I’m not someone who came to ecology as a kid or always dreamt of being a professor. I happened upon research as a result of summer research grants that I received as an undergraduate. Thanks to these awards, I helped design experiments, analyze data, presented at student conferences, and published my first paper. I fell in love with the intellectual puzzles and developed a passion for nature. This love of research led me to spend the last 12 years as a PhD student, as a postdoctoral fellow, and finally as an assistant professorship. Over these years, I’ve lived in three countries and six cities. In every place, I met amazing friends, colleagues, and mentors; I even met my husband in grad school.
Which is to say that my adult life is interwoven with my academic career. That’s probably why the decision to leave my job as an assistant professor at the University of North Carolina feels like a personal loss. Getting a faculty position is the holy grail for a lot of people, and certainly was for me. But there are also well-known downsides to being on the tenure track, and the academy struggles with inequities related to race, gender, class, and health. I learnt that suffering is an accepted (and even expected) part of academia: faculty jobs are rare and highly desired, and if you get one, you are expected to put up with this suffering, otherwise you look ungrateful, unreasonable. That’s why academics tell war stories- about how we moved every year for ten years, how we lived in a state we hated before finding our dream job, about how we were a postdoc for ten years, or how we lived apart from out partner for five years. And – of course – the take home is that in the long run it will be worth it.
Or at least that’s the message, and what I believed for a long time. I thought that after I got a tenure-track job, I could settle down and make long term plans, that the rejections and reviews wouldn’t eat away at me quite so much, that I could work out better work/life balance. But after 3 years of being a professor, I realized that I’m suffering more, not less: I feel burnt out, unfulfilled, and doing less and less of what I got me into research. Like many, I also faced a seemingly unsolvable two-body problem. And as much as I enjoy everyone’s stories of how someone they know lived apart from their partner for multiple years, I see that as a cautionary (and depressing) tale. The cavalier ‘just give it another year’ (subtext: and then it will be worth it) is just not enough anymore.
Pandemic and university shutdowns gave me some time to reflect. The border was closing with my husband on the other side of it, and none of this seemed worthwhile. At one point a spousal hire for my husband had been on the table (which I was incredibly grateful for!), but the terms constantly changed, and nothing was set in stone. Maybe it would depend on job offers (mine or his or both?), then suddenly it was about money I brought in (until I got a big grant, I was told this was unlikely to be of interest to the department or dean). Maybe if I got tenure? At one point the department chair announced new hires at a faculty meeting and my husband’s name was listed. This was news to us. There had been no formal offer, only vague conversations. Upon inquiring if there was new information we should know about, it turned out the chair had included him to help foster “community spirit”. It seemed we were going nowhere.
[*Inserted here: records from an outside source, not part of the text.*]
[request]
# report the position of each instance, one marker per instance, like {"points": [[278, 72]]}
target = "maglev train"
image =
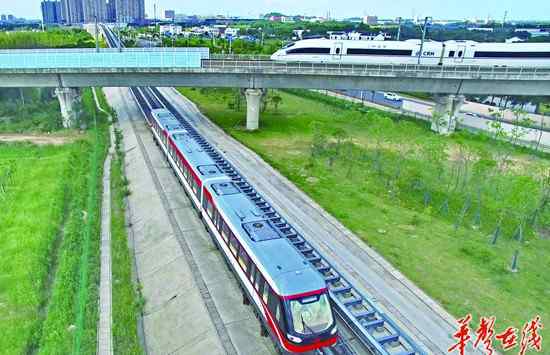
{"points": [[289, 295], [407, 52]]}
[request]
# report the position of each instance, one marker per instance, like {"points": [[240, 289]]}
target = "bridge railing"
{"points": [[405, 70]]}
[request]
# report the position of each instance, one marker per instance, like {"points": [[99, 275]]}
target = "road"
{"points": [[425, 107], [423, 318], [423, 110], [193, 302]]}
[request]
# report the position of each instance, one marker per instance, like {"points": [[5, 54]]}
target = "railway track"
{"points": [[363, 327]]}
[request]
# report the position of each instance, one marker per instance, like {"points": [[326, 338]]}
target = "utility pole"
{"points": [[423, 38], [398, 28], [96, 35]]}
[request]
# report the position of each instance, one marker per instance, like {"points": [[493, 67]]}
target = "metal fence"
{"points": [[104, 59], [405, 70], [189, 59]]}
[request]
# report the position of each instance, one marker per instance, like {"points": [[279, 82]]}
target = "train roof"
{"points": [[278, 258], [290, 272]]}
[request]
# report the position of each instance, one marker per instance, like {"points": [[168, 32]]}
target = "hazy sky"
{"points": [[456, 9]]}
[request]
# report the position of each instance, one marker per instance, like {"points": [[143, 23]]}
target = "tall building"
{"points": [[72, 12], [111, 11], [51, 11], [92, 9], [169, 14], [130, 10]]}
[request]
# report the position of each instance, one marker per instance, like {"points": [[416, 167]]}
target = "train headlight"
{"points": [[293, 338]]}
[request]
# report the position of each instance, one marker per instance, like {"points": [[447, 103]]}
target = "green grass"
{"points": [[50, 242], [382, 182], [127, 301], [32, 211], [52, 38], [71, 322]]}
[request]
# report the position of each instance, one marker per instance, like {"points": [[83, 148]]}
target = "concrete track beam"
{"points": [[253, 105], [68, 97], [445, 113]]}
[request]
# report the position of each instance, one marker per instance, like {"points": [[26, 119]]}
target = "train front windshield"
{"points": [[311, 314]]}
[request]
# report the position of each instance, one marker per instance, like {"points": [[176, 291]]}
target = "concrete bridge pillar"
{"points": [[444, 115], [253, 104], [68, 97]]}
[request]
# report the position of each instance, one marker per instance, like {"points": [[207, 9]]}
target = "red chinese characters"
{"points": [[462, 335], [531, 338]]}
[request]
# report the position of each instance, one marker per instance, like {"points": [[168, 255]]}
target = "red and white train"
{"points": [[455, 53], [289, 295]]}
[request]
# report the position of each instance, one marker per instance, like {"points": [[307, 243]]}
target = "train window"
{"points": [[210, 210], [265, 292], [373, 51], [244, 260], [482, 54], [310, 50], [218, 220], [259, 282], [225, 231], [253, 271], [233, 245]]}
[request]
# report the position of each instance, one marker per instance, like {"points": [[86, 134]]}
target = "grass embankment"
{"points": [[71, 321], [32, 202], [50, 243], [448, 212], [52, 38], [127, 300]]}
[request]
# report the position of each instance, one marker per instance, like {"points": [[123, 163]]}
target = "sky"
{"points": [[440, 9]]}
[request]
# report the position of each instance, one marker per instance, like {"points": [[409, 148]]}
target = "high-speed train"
{"points": [[290, 296], [407, 52]]}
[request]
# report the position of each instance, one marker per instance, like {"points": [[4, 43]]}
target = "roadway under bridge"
{"points": [[186, 67]]}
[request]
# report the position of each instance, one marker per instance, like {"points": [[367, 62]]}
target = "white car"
{"points": [[392, 96]]}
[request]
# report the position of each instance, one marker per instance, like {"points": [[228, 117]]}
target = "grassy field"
{"points": [[448, 212], [127, 301], [32, 202], [50, 242]]}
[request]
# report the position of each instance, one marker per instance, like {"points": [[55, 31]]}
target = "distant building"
{"points": [[51, 11], [130, 11], [171, 29], [111, 11], [92, 9], [170, 14], [370, 20], [481, 29], [71, 11], [514, 40], [231, 32], [534, 32]]}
I might have limped along for a while, but of course this wasn’t the only problem. And even if a job did open up at UNC for my partner, we realized that it was unlikely to be enough to make me stay. The stress of starting a lab, living alone, the uncertainty of the future, and the increasing feeling of being unsupported lead to worsening depression, migraines, and insomnia. But the straw/camel event for me was that the department chair, despite what I am told is a positive report from my reappointment committee, decided that I wasn’t an important part of the department. None of this should have been a surprise to me based on our earlier interactions, and my reappointment did go through despite his critiques of my CV. But it was just too much, too poorly dealt with, on top of everything else.
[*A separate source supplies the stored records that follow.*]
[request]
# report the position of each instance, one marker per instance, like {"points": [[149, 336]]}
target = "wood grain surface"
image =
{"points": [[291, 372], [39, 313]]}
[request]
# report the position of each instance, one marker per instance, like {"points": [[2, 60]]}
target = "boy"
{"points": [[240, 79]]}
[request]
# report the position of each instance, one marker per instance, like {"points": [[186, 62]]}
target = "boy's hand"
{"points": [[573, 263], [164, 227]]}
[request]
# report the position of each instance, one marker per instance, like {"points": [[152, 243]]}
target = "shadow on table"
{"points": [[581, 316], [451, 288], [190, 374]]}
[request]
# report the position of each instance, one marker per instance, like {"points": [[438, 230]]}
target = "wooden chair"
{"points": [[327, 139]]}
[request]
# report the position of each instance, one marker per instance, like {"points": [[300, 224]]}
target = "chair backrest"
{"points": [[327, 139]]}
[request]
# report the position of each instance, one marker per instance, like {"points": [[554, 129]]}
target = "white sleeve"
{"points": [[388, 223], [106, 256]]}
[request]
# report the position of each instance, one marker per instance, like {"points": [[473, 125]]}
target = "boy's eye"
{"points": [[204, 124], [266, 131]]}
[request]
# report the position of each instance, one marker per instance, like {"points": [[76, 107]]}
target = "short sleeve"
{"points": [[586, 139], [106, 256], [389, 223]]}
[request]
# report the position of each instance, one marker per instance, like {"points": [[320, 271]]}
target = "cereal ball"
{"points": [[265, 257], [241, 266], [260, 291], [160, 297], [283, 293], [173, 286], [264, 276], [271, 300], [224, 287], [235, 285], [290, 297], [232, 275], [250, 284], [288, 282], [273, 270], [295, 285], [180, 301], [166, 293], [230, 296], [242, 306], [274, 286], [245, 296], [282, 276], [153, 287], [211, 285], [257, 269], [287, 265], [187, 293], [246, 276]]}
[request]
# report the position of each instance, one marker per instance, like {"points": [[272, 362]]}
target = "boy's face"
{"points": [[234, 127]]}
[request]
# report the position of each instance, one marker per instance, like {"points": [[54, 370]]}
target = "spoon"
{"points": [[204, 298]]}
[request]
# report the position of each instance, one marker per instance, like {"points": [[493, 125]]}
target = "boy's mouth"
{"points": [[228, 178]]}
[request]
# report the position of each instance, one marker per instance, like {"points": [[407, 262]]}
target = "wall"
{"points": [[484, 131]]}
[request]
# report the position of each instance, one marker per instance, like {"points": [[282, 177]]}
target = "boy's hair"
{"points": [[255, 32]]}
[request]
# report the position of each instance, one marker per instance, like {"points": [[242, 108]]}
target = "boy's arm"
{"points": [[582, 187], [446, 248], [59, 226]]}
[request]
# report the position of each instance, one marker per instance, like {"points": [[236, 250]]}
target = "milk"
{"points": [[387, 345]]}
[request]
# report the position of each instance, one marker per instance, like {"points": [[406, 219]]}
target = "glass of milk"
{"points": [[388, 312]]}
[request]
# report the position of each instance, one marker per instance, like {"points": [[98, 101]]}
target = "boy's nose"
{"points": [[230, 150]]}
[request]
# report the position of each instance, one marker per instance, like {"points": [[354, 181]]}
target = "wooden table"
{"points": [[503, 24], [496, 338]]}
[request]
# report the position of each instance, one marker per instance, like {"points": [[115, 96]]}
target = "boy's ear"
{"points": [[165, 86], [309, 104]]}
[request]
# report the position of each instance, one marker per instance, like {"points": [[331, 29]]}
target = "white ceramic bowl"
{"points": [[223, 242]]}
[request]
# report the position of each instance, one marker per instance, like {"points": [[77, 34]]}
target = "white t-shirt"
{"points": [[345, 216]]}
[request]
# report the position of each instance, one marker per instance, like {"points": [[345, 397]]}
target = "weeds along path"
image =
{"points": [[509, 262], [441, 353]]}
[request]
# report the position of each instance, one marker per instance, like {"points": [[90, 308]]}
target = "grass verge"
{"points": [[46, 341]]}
To be clear, it’s 100% my decision to go. Someone else might have a stronger constitution, different needs, a different family situation, and made out just fine. I’m probably not as well suited to academia as some. And though I love research, I realized that the cost-benefit relationship has been shifting for years, to the point where what I wanted (less stress, settling down, time to really think about research) wasn’t attainable. And sure, I could look for another faculty position, but the post-Covid market is bleak, and nothing guarantees the two-body problem is solved or anything is different anywhere else. So I resigned. In the short meeting (<10 minutes) where I conveyed this info, the department chair didn’t even bother to ask me why. That hurt (and also pissed me off a little). But I think I will be okay. I could have kept fighting for to be in academia, hoping that ‘things will work out in the long run’, or I could make the changes I needed and be happy now. So that’s what I did.